Life views of the cat Murr

When I was still at school, I had a professor whose thankless job it was to start the first fire in our hollow heads.

And he failed miserably.

One day he enthusiastically told me about a book that described the world from the point of view of a cat. And how it had impressed him and how funny it was.

And we just sat there, with our youthful blind eyes, and stared scornfully into his face.

I remember how his smile froze and he finally turned away, lonely and alone.

 

Perhaps it was the first time we felt the intoxicating power of our youth and the strength that lies in not wanting to know.

And maybe it was beautiful then.

But now it hurts my soul to think about it.

The old man, standing there.

Before him a wall of silence.

…hostile.

And mean.

 

Years later, long after I had left school, I discovered the book at a second-hand shop. Spotty, dog-eared and in the cheapest edition you can imagine.

It was the time when everyone broke with their past and threw away everything they once were.

For me it was a silent protest against my own youth and the friends who were no more, that I secretly put the book to myself and then left.

 

At home I threw it on a pile and almost forgot about it, until one evening it fell at my feet.

I began to leaf through it and read.

And reading.

 

Do you know what it’s like when you open a book and suddenly it catches you?

You fly over the first pages, happy to put out the light soon, but after a few chapters, after a few words only, the story takes you away and suddenly it’s three in the morning?

And you know that a difficult day is coming, you should actually sleep and rest, but you still want to read this one page, just this one chapter.

And suddenly you hear the chirping of the birds and you know that the night is almost over and you wake up from your dream.

 

That’s what happened to me back then with “Kater Murr”, the only funny book in classical literature that can stand alongside Ch.
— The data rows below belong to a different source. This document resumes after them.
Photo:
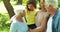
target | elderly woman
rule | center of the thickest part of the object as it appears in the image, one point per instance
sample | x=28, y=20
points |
x=18, y=25
x=53, y=24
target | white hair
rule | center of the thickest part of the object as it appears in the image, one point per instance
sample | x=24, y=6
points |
x=19, y=8
x=54, y=3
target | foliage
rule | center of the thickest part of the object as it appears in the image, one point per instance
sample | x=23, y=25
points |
x=4, y=24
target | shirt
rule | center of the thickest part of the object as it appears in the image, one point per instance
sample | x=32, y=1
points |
x=49, y=24
x=17, y=26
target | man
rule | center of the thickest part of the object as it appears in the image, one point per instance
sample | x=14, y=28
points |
x=53, y=24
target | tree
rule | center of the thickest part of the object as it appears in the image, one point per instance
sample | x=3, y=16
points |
x=9, y=7
x=19, y=2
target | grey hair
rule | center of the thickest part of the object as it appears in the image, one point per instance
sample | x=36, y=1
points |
x=54, y=3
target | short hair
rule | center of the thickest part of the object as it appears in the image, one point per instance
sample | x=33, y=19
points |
x=54, y=3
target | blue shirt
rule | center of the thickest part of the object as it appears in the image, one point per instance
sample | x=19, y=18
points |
x=17, y=26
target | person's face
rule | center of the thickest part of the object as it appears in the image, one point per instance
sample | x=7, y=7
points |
x=42, y=5
x=49, y=8
x=30, y=7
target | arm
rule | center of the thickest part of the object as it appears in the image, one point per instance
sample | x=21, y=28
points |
x=58, y=25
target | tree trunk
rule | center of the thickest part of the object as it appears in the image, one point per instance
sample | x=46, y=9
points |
x=19, y=2
x=9, y=7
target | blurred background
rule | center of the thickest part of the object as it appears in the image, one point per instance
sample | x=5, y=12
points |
x=8, y=8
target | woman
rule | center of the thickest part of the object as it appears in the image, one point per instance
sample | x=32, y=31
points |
x=41, y=18
x=30, y=13
x=18, y=25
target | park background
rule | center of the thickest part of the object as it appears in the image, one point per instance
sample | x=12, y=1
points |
x=7, y=10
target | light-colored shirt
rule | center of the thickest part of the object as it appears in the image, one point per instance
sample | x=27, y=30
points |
x=17, y=26
x=49, y=24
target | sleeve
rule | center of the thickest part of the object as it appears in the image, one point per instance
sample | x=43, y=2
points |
x=13, y=27
x=59, y=25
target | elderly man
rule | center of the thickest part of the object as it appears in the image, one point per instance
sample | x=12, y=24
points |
x=53, y=24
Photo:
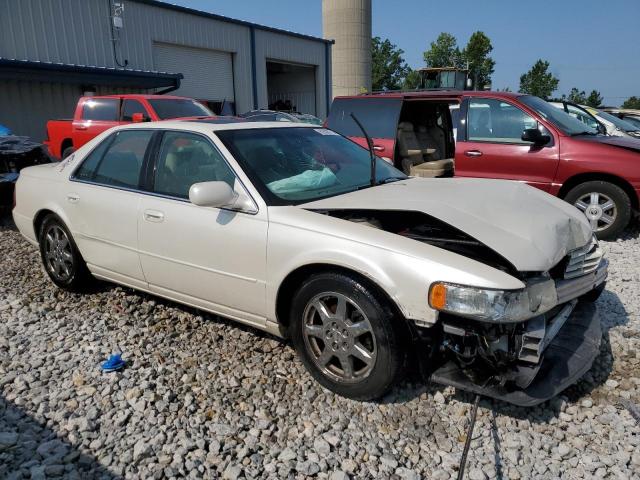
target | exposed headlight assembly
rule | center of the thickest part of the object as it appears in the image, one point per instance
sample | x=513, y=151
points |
x=500, y=306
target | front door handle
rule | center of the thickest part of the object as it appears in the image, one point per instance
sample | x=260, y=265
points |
x=473, y=153
x=153, y=216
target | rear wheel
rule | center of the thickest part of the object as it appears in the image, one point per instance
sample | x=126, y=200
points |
x=61, y=257
x=348, y=338
x=606, y=206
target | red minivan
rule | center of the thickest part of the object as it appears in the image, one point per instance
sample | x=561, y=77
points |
x=508, y=136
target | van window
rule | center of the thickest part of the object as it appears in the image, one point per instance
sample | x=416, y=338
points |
x=491, y=120
x=379, y=116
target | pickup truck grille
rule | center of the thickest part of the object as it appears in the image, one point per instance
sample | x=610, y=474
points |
x=584, y=260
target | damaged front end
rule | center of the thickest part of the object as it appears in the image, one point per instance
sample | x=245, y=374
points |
x=520, y=346
x=524, y=361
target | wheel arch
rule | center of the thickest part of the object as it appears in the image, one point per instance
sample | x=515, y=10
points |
x=576, y=180
x=289, y=286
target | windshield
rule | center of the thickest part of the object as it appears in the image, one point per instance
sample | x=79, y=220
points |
x=618, y=122
x=179, y=108
x=301, y=164
x=635, y=121
x=556, y=116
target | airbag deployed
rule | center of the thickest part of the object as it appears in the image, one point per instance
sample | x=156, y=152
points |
x=307, y=180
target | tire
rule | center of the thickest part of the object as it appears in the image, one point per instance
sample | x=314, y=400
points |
x=60, y=256
x=67, y=151
x=591, y=197
x=347, y=336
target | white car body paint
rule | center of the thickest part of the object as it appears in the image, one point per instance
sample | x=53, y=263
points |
x=246, y=256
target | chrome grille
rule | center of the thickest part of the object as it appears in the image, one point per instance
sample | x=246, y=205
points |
x=583, y=260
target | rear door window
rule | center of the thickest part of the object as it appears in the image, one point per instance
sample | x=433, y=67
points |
x=186, y=158
x=117, y=161
x=101, y=109
x=130, y=107
x=379, y=116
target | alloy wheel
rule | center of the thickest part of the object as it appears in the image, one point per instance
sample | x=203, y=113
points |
x=57, y=253
x=599, y=209
x=339, y=337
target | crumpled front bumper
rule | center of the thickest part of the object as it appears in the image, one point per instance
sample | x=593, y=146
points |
x=567, y=358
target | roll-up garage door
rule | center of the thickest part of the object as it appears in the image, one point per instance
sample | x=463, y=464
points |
x=208, y=74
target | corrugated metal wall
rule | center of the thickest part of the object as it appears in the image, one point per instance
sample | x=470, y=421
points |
x=78, y=32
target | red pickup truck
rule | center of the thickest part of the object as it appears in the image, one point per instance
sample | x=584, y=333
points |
x=94, y=115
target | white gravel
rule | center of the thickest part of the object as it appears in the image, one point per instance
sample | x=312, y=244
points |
x=204, y=397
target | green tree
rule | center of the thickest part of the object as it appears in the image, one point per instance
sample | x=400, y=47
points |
x=412, y=80
x=444, y=52
x=577, y=96
x=481, y=65
x=632, y=103
x=594, y=99
x=539, y=81
x=388, y=68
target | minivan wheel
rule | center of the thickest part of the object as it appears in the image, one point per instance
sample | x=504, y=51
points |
x=61, y=257
x=347, y=337
x=606, y=206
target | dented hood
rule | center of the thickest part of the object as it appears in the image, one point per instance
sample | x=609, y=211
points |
x=530, y=228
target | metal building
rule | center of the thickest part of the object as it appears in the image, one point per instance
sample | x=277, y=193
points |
x=52, y=51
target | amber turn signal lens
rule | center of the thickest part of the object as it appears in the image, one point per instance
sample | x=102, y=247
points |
x=438, y=296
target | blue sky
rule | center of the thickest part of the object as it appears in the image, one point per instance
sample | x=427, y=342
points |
x=591, y=44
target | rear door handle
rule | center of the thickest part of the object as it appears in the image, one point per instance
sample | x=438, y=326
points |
x=473, y=153
x=153, y=216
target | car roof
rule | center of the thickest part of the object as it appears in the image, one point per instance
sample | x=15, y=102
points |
x=435, y=94
x=207, y=126
x=142, y=95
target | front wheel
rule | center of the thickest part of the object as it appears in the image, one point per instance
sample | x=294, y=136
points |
x=61, y=257
x=347, y=337
x=606, y=206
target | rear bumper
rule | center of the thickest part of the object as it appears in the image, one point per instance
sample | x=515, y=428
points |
x=567, y=358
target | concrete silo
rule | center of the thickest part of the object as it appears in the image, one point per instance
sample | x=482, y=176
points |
x=348, y=22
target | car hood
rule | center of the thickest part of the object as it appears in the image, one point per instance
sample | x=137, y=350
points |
x=626, y=142
x=530, y=228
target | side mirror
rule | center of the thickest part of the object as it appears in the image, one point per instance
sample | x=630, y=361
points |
x=212, y=194
x=139, y=118
x=536, y=137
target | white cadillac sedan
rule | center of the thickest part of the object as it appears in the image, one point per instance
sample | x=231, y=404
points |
x=295, y=230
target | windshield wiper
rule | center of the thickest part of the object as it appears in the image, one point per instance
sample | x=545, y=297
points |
x=390, y=180
x=371, y=153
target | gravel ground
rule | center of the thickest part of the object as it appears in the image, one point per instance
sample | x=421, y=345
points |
x=204, y=397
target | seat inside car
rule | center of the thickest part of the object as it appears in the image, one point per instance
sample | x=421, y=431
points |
x=411, y=152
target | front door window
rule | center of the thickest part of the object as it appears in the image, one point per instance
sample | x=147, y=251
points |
x=496, y=121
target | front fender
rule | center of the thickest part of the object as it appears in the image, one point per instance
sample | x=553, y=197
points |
x=403, y=268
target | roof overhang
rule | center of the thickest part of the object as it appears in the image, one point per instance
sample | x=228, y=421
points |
x=86, y=75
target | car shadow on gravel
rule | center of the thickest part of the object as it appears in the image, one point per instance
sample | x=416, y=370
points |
x=29, y=449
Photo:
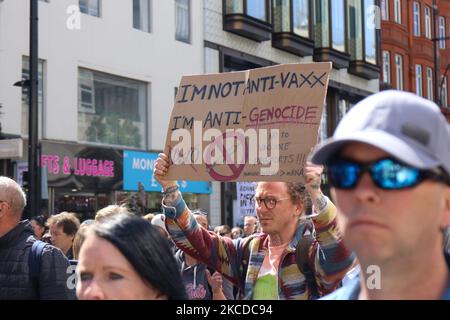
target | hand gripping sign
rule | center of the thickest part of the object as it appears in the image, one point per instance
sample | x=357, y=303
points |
x=254, y=125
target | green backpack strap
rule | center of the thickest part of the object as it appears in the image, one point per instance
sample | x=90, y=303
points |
x=302, y=258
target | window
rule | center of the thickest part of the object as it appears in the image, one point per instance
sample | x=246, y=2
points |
x=182, y=20
x=25, y=95
x=322, y=23
x=442, y=32
x=111, y=109
x=444, y=93
x=370, y=48
x=301, y=17
x=142, y=15
x=398, y=11
x=399, y=71
x=427, y=22
x=323, y=128
x=90, y=7
x=338, y=25
x=430, y=84
x=419, y=80
x=256, y=9
x=386, y=67
x=416, y=8
x=298, y=14
x=385, y=9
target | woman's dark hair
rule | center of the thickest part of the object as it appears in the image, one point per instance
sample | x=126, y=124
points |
x=147, y=251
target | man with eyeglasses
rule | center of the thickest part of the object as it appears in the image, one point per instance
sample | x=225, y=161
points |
x=264, y=265
x=389, y=168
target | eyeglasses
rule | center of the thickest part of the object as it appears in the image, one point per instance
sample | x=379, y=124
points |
x=269, y=202
x=386, y=173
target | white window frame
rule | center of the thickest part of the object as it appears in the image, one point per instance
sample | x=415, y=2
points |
x=444, y=93
x=442, y=32
x=416, y=18
x=419, y=85
x=428, y=22
x=386, y=67
x=398, y=11
x=399, y=71
x=145, y=15
x=86, y=86
x=385, y=10
x=430, y=83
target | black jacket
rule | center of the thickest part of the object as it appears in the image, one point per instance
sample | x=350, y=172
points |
x=15, y=283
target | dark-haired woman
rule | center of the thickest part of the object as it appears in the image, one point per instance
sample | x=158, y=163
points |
x=126, y=258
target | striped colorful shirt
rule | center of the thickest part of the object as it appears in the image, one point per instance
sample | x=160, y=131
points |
x=240, y=260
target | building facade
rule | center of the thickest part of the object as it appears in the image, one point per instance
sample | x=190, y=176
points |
x=108, y=73
x=408, y=32
x=245, y=34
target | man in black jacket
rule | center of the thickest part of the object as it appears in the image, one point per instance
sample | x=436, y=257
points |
x=16, y=240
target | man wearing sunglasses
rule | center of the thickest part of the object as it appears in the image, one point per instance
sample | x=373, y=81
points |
x=389, y=168
x=264, y=265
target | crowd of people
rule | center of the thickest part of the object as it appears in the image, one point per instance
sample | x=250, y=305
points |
x=386, y=224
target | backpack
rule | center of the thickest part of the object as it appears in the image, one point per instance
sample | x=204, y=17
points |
x=34, y=263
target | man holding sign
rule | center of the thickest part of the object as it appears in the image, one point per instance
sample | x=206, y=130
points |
x=264, y=266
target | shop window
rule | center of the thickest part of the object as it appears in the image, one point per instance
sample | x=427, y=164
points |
x=111, y=110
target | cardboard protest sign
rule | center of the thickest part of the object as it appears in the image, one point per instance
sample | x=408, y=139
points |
x=254, y=125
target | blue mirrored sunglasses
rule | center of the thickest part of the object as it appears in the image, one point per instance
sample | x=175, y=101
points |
x=386, y=173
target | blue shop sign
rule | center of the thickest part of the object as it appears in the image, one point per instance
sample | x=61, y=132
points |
x=138, y=167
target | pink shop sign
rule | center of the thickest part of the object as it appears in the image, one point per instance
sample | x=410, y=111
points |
x=78, y=166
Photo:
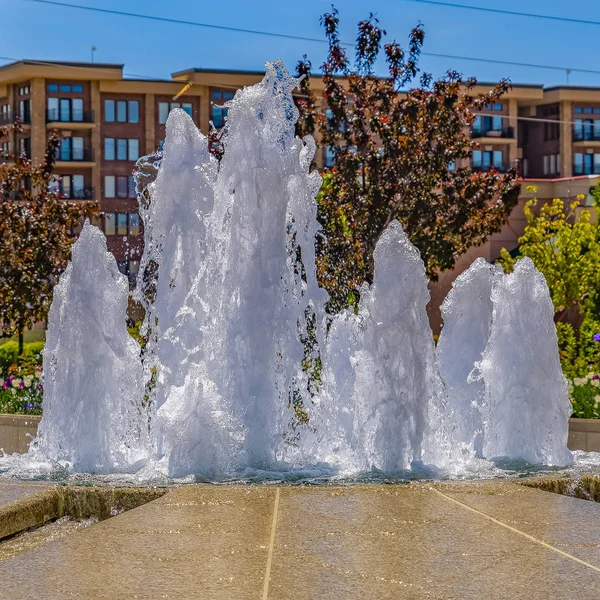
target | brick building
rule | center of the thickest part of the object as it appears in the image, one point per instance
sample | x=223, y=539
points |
x=108, y=121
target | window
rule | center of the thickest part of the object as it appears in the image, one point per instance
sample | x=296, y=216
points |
x=121, y=223
x=122, y=187
x=77, y=148
x=133, y=149
x=132, y=187
x=64, y=109
x=485, y=160
x=24, y=147
x=134, y=224
x=109, y=149
x=109, y=186
x=551, y=164
x=163, y=112
x=77, y=108
x=110, y=224
x=218, y=113
x=64, y=150
x=78, y=186
x=121, y=149
x=24, y=111
x=134, y=111
x=329, y=157
x=551, y=131
x=122, y=111
x=109, y=111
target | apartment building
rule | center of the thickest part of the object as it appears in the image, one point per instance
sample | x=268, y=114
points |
x=108, y=121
Dickens “Pickwicker”.

It is a boon to read about the Murr cat and his world. To feel the fine humour with which Hofmann plays and with which he describes the nature of people and their work in his time.

 

But besides this wonderful story Hoffmann offers us a second story.

For lack of available paper, tomcat Murr has written his confession on sheets of paper that he tore out of a strange beech tree. And the printer of the story, out of sheer courage or ignorance, simply had both pages printed and bound into a book.

And so, in addition to the life story of tomcat Murr, we also gain an insight into the life of the Kapellmeister Johannes Kreisler. And this book is full of bizarre, coarse jokes and resembles a par force ride through the soul life of a brilliant artist.

 

That is the basic form and the truly refreshing idea of this work.

On the one hand the educational story of a cowardly Philistine, recounted in the life of a tomcat.

And on the other hand the soul of a bourgeois fright, a socially non-conformist artist and misunderstood genius, who stomped with angry steps through the cultivated gardens of his contemporaries.

 

And yet, even though the book is easy and amusing to read throughout, it describes a deep conflict that can be found in all advanced civilizations and from which so many, especially young people, suffer.

For one cannot simultaneously soar with wings into the realm of poetry and be bound to the hard clods of reality.

Or, to put it another way, the book tells of the eternal conflict between the young artist who wants to create something new and an ossified society that is only interested in preserving the old.

 

Hofmann’s efforts to achieve this are made by the pair of tomcats Murr and Johannes Kreisler.

He shows the tomcat as a ponderous citizen who, after a brief period of youthful exuberance, swings into the comfortable waters of his given existence. In the firm belief that he is still the audacious and daring hero of his youth.

Johannes Kreisler, the ingenious artist, the demonic creative man, for whom the life of others is only play and stage, only material from which he weaves his dreams, stands against this.

In the end, all that remains is the way out into madness, the downfall of his soul, while the Philistine continues to sit by the warm stove, warming his fat legs.

 

And yet it is a team that is mutually dependent and needs each other!

For just as intertwined as artists and citizens have been for centuries, the one as the material and raw material of all being, the other as a warning reminder of the suffering self, this book is just as intertwined.

The story of the wonderful E.T.A. Hoffmann.

 

And today I also understand the smile of my professor better.

For isn’t a teacher a strange hermaphrodite? With one leg soaring up in the world of the arts and free science and the other firmly rooted in the hierarchy of his time?

To whom he should give the most important thing there is – a fully educated person.

 

How much that must have pulled on him.

Maybe he was an artist himself in his youth. Maybe he had secret dreams, longings, a quiet laugh for the intricacy of our world. For our youth, our folly and his own longing for it.

Perhaps the dying smile was not even for himself. Maybe it was for us. Because he saw that the spark could no longer be transmitted.

An experience that every teacher must have.

And a bitter one, like nothing else.

 

But maybe he was in reality just a feisty citizen like tomcat Murr, who laughed out of an ossified citizen’s soul at our high-flying dreams and got a bloody nose in the process.

Just as if the tomcat Murr had jumped into his face.